CNIL also details the available options (complaint, online pre-complaint) and the supporting documents sometimes requested depending on the type of misused information.

In addition, Banque de France and economie.gouv.fr pages can help you structure your response depending on the situation (banking, credit, administration, digital misuse).

Legal notes, CNIL compliance and limits

Proportionality: the file is meant to assess the situation / solvency; requested documents should remain relevant and within the regulated scope.
Sending security: applying simple measures (restricted access, limited duration, separate channel for the secret) is consistent with CNIL precautions.
Fictional examples: document and message examples are provided for educational purposes only.
No absolute promise: watermarking + redaction + secure sending reduce risk without guaranteeing fraud becomes impossible.
Useful internal links: keep our watermark guide and the article how to protect your personal documents before sending them handy to complete your process.

The right goal is not perfection, but a repeatable procedure: verify, limit, watermark, redact, send properly, keep proof.

Mini FAQ: rental application, watermark and anti-fraud

Quick answers to complete the checklist and avoid the most common mistakes.

Should I watermark every document?

Yes, ideally every document you send, using the same context (recipient + date), so that one non-watermarked page cannot circulate on its own.

Is a watermark enough against fraud?

No.

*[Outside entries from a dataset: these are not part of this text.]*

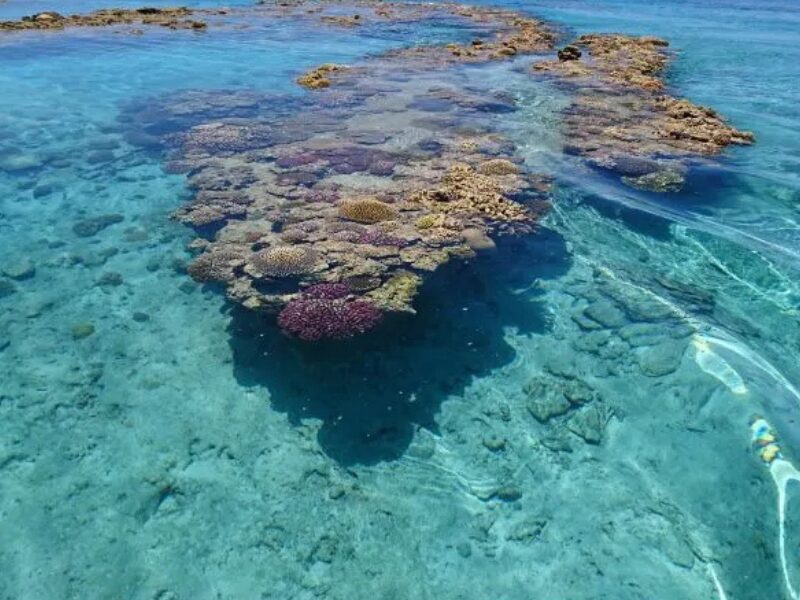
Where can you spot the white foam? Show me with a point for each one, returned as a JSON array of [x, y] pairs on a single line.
[[716, 366]]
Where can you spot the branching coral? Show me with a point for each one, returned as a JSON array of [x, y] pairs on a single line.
[[312, 319], [498, 166], [380, 238], [282, 261], [465, 191], [367, 210]]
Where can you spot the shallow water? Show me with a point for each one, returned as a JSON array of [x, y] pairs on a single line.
[[158, 443]]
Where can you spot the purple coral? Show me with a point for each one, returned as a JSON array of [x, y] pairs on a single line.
[[314, 319]]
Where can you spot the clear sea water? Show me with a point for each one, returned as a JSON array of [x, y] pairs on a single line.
[[186, 450]]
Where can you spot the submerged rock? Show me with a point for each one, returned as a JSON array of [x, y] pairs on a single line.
[[82, 330], [621, 120], [590, 423], [545, 399], [7, 288], [20, 269], [94, 225], [662, 359], [660, 181]]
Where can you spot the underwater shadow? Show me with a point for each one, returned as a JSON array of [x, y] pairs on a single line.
[[372, 392]]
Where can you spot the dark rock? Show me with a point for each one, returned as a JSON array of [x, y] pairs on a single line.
[[578, 392], [494, 443], [6, 288], [569, 53], [508, 493], [666, 180], [545, 399], [111, 278], [527, 531], [663, 359]]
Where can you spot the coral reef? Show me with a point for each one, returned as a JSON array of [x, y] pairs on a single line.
[[281, 261], [327, 208], [367, 210], [313, 318], [620, 119], [174, 18]]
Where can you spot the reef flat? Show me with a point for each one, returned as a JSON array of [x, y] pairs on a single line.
[[569, 413], [173, 18], [620, 118], [334, 213]]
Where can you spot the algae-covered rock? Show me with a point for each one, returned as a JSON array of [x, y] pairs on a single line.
[[397, 293], [667, 180], [20, 269], [82, 330], [662, 359], [545, 399], [606, 314], [590, 423], [7, 288]]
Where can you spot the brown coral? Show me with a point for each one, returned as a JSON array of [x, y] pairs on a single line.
[[367, 210], [319, 77], [498, 166], [465, 191], [282, 261], [174, 18]]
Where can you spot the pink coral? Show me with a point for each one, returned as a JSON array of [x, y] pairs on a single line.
[[314, 319]]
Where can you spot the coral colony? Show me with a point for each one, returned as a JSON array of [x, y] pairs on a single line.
[[338, 192]]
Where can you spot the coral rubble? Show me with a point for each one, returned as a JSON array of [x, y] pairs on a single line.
[[174, 18], [332, 208], [620, 118]]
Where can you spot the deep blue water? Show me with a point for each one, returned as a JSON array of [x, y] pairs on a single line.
[[185, 450]]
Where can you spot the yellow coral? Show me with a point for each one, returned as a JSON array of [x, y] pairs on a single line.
[[318, 78], [428, 221], [282, 261], [367, 210], [397, 293], [498, 166]]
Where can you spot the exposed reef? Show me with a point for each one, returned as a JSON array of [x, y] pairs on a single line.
[[392, 167], [621, 120], [174, 18]]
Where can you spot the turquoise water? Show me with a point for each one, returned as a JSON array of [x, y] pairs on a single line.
[[185, 449]]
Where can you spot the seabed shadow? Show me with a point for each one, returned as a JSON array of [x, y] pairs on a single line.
[[372, 392]]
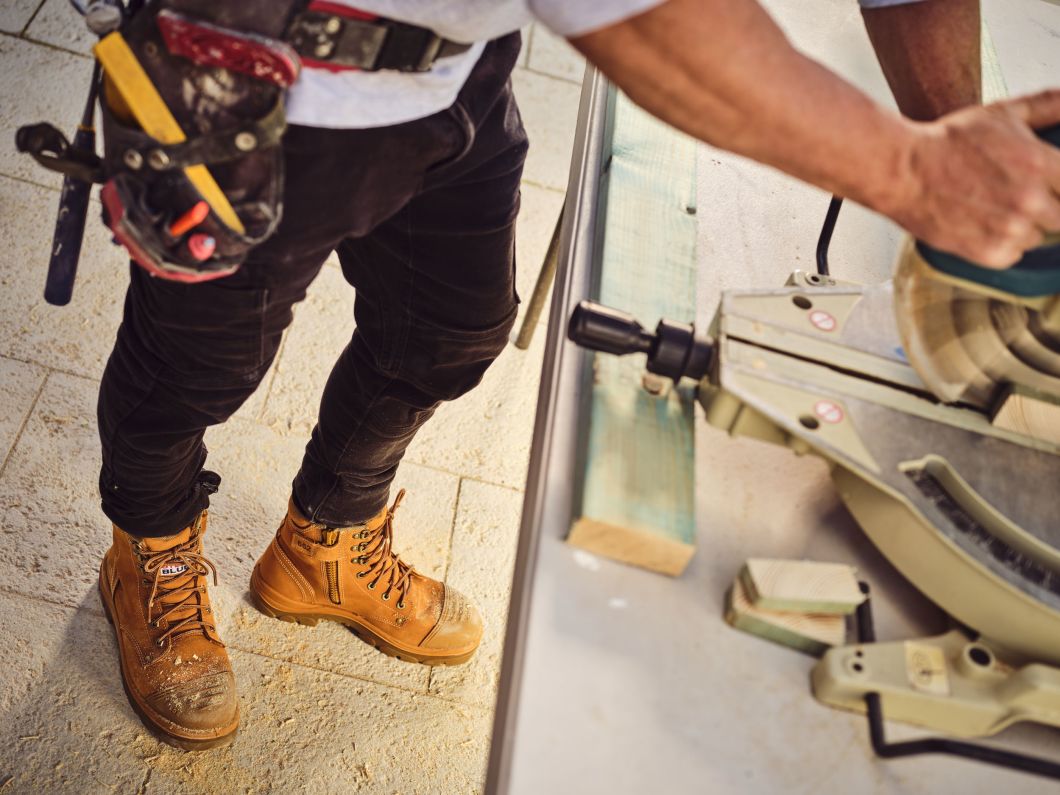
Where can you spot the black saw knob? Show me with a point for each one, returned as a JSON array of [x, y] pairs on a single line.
[[674, 350]]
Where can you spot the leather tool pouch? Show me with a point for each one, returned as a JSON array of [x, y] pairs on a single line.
[[221, 68]]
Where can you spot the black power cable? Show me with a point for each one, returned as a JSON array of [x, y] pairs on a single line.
[[826, 234]]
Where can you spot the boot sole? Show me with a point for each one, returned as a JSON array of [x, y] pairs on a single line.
[[359, 630], [146, 719]]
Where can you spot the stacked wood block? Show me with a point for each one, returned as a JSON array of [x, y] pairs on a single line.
[[801, 604]]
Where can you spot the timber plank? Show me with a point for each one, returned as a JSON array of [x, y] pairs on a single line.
[[637, 496]]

It helps add context and deter reuse, but it should be combined with secure delivery and, when needed, redaction.

Can I send a file by regular email?

It is possible, but a restricted-access / expiring link is preferable. If you encrypt the file, send the password through a separate channel, as CNIL recommends.

How can I be sure my redaction is permanent?

Test it: search for / copy hidden text. For permanent removal, prefer a dedicated redaction tool (for example a PDF redaction tool documented by the editor).

What should I do if I think I sent my file to a fake listing?

Remove access, keep evidence, then follow official procedures (incident report in case of suspicion, complaint if an offense is confirmed).